For those who find life burdensome, Christ offers refreshment and rest.  To those who are weary and toil endlessly, he offers gentleness and help.  Early in the last century, twenty years after the French people endowed the people of the United States with the Statue of Liberty, the following words by Emma Lazarus were chosen for the plaque placed on a wall inside the pedestal.  They also sound very much like Jesus’ concluding words in today’s gospel:

Give me your tired, your poor,
Your huddled masses yearning to breathe free,
The wretched refuse of your teeming shore,
Send these, the homeless, tempest-tost to me:
I lift my lamp beside the golden door.
[“The New Colossus: Inscription for the Statue of Liberty,” New York Harbour (1883)

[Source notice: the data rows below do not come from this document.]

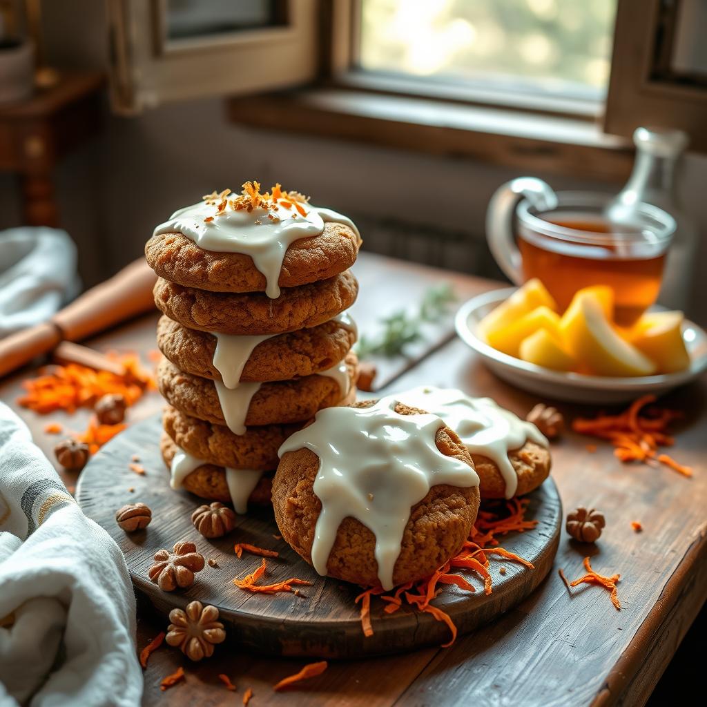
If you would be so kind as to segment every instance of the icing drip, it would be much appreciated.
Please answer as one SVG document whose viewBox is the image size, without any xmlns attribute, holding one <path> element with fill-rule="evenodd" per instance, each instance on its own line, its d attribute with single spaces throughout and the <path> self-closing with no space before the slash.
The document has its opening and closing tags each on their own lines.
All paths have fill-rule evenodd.
<svg viewBox="0 0 707 707">
<path fill-rule="evenodd" d="M 208 462 L 177 448 L 170 465 L 170 486 L 181 489 L 184 480 L 199 467 Z M 228 486 L 230 501 L 237 513 L 245 513 L 248 510 L 248 498 L 253 489 L 258 485 L 264 472 L 251 469 L 226 469 L 226 481 Z"/>
<path fill-rule="evenodd" d="M 349 391 L 351 387 L 351 379 L 349 375 L 349 366 L 345 361 L 341 361 L 336 366 L 327 368 L 326 370 L 320 370 L 317 375 L 325 375 L 327 378 L 332 378 L 339 385 L 339 390 L 341 392 L 341 397 L 345 398 L 349 395 Z"/>
<path fill-rule="evenodd" d="M 508 452 L 520 449 L 528 440 L 548 446 L 534 424 L 499 407 L 491 398 L 469 397 L 461 390 L 431 386 L 414 388 L 397 397 L 406 405 L 438 415 L 459 435 L 469 454 L 490 459 L 506 482 L 506 498 L 513 496 L 518 486 Z"/>
<path fill-rule="evenodd" d="M 332 318 L 332 321 L 338 322 L 344 329 L 351 332 L 357 339 L 358 338 L 358 327 L 348 310 L 345 310 L 341 314 L 337 314 L 336 317 Z"/>
<path fill-rule="evenodd" d="M 227 388 L 220 380 L 214 380 L 218 402 L 226 426 L 234 435 L 245 434 L 245 418 L 253 396 L 260 383 L 241 383 L 235 388 Z"/>
<path fill-rule="evenodd" d="M 275 336 L 272 334 L 255 337 L 237 336 L 218 332 L 211 332 L 211 335 L 216 339 L 214 367 L 221 373 L 223 385 L 227 388 L 238 387 L 243 368 L 255 347 L 266 339 Z"/>
<path fill-rule="evenodd" d="M 378 579 L 393 587 L 393 568 L 410 509 L 438 484 L 468 488 L 479 477 L 468 464 L 446 457 L 435 437 L 443 423 L 436 415 L 400 415 L 397 397 L 368 408 L 330 407 L 280 448 L 307 448 L 320 458 L 314 492 L 322 502 L 315 529 L 312 563 L 320 575 L 341 522 L 351 516 L 375 536 Z"/>
<path fill-rule="evenodd" d="M 177 231 L 206 250 L 250 255 L 265 277 L 266 294 L 274 299 L 280 296 L 277 282 L 282 261 L 294 241 L 319 235 L 327 221 L 344 223 L 361 238 L 354 222 L 341 214 L 310 204 L 303 208 L 304 216 L 294 205 L 280 206 L 278 217 L 271 218 L 264 208 L 238 211 L 229 202 L 217 216 L 216 207 L 204 201 L 175 211 L 169 221 L 155 229 L 154 235 Z"/>
<path fill-rule="evenodd" d="M 264 473 L 254 469 L 226 470 L 226 482 L 228 484 L 230 501 L 237 513 L 248 512 L 248 498 Z"/>
</svg>

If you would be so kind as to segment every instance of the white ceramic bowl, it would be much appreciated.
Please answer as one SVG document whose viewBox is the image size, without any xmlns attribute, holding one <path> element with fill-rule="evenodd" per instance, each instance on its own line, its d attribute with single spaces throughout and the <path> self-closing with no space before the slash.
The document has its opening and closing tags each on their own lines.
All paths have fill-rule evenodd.
<svg viewBox="0 0 707 707">
<path fill-rule="evenodd" d="M 687 320 L 683 324 L 682 337 L 691 363 L 689 368 L 677 373 L 623 378 L 583 375 L 551 370 L 502 354 L 477 336 L 477 326 L 515 291 L 515 288 L 504 288 L 474 297 L 460 308 L 455 325 L 462 339 L 499 378 L 529 392 L 570 402 L 626 402 L 647 393 L 667 392 L 694 380 L 707 368 L 707 332 Z"/>
</svg>

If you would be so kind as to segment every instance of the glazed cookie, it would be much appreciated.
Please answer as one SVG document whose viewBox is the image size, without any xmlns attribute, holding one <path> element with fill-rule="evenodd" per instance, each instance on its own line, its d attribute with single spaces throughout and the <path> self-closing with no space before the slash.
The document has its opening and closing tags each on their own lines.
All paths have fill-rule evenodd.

So much for anti-immigrant fervor and enforced economic disparity.

American citizens should not pass over the celebration of Independence Day as if it had nothing to do with our faith, or as if our faith had nothing to do with our independence.  Those rich white men who spent that hot summer of 1776 sweating over the wording of the Declaration of Independence saw themselves as doing the work of God and they pledged their lives, their fortunes, and their sacred honor to secure that belief in fact.  Most of them lost their fortunes and some their lives in the pursuit of liberty, but their honor remains.  Not untarnished, to be sure.  Many owned slaves and despised Catholics, Quakers, and Jews.  They tied political rights to property and wealth.  They scoffed at the idea of women voting or holding pubic office.  But they set in motion the democratic forces that, under God, would in time address these issues of inequality and injustice.  We are still working at securing their belief that it was God who watched over and guided their efforts.

No one’s freedom can be made secure by the servitude of others, whether political, financial, or spiritual.  We are either all free, or none of us is free.  Thomas Jefferson understood that when in the original draft of the Declaration of Independence, he outlawed slavery.  Had the other members of Congress been as wise and humane, and Jefferson more averse to compromise, the nation could have been spared a terrible civil war four score and seven years later.  And we could do worse than to recall St. Paul’s advice on the matter: where the Spirit of the Lord is, there is freedom. [2 Cor 3:17]

As for the lifestyle of conspicuous consumption and the craving for constant amusement in a consumerist society, it is enough to recall the words of Mahatma Gandhi and later the slogan of the Voluntary Simplicity Movement –“Live simply so that others may simply live.” In the end, turning to the words of Jesus, the burden he asks us to undertake of peace-making and securing justice is light, despite the sacrifices it may and usually does require. Becoming more gentle and humble of heart is no easy task. But perhaps we can learn something from the Covid Crisis after all.